One other challenge one occasionally faces, also, is that of real geographic surroundings not living up to the electronic rendition. There have already been a number of times I have been led astray, looking for a road that did not exist, or proceeding on a circuitous detour only to find myself back where I started, or discovering my passage blocked by a river or some other obstacle that the GPS voice either had not accounted for, or was totally unaware of.
And then, of course, there are the times when human error enters the picture, such as when I thought I was very clear about my destination, but the GPS voice misunderstood me, or made an assumption as to which colony (or, rather, state, here in the 21st century), the place could be found.
For example, if I were to ask for directions to “Franklin,” I could conceivably be routed to any one of 38 states, from Pennsylvania to Alaska! (And that does not even take into account the scores of additional "Franklin" this or that, like Franklin Elementary School, Franklin Avenue, Franklin Institute, etc.)
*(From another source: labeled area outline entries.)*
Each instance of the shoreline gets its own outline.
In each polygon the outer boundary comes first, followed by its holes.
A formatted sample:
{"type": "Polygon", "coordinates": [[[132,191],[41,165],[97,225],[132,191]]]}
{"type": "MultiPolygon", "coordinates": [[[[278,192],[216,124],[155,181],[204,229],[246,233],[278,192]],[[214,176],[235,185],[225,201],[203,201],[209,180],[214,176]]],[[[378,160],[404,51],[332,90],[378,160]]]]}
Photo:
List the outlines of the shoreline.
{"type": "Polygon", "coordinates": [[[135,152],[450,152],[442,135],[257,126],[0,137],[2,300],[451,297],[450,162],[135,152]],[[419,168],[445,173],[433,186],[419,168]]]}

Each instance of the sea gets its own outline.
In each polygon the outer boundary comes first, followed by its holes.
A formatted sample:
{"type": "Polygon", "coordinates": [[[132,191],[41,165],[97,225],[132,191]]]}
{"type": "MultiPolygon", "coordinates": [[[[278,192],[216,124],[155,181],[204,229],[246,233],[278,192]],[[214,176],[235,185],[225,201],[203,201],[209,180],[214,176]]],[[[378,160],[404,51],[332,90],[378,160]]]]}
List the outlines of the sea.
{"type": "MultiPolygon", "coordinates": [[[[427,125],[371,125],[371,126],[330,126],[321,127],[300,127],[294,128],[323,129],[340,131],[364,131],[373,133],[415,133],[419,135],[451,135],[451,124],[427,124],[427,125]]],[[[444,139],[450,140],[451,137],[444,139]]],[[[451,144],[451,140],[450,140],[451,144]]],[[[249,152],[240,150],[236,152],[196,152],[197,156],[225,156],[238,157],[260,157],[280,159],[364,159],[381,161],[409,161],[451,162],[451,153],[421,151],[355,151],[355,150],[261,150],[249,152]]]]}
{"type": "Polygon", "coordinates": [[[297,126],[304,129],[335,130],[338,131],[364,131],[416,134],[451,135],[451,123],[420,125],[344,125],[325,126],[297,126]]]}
Personally, I would rather enjoy a journey to any of these 38 “Franklin” towns, but when I have a specific, particular destination in mind, I feel it would behoove the GPS voice to take me to the correct one which I had originally requested.
So, if you were to ask me if there were one way I would want to improve upon this otherwise marvelous electronic map invention, I would suggest perhaps imbuing Mr. or Mrs. GPS voice with a little more common sense, to avoid any of the pitfalls I have just described.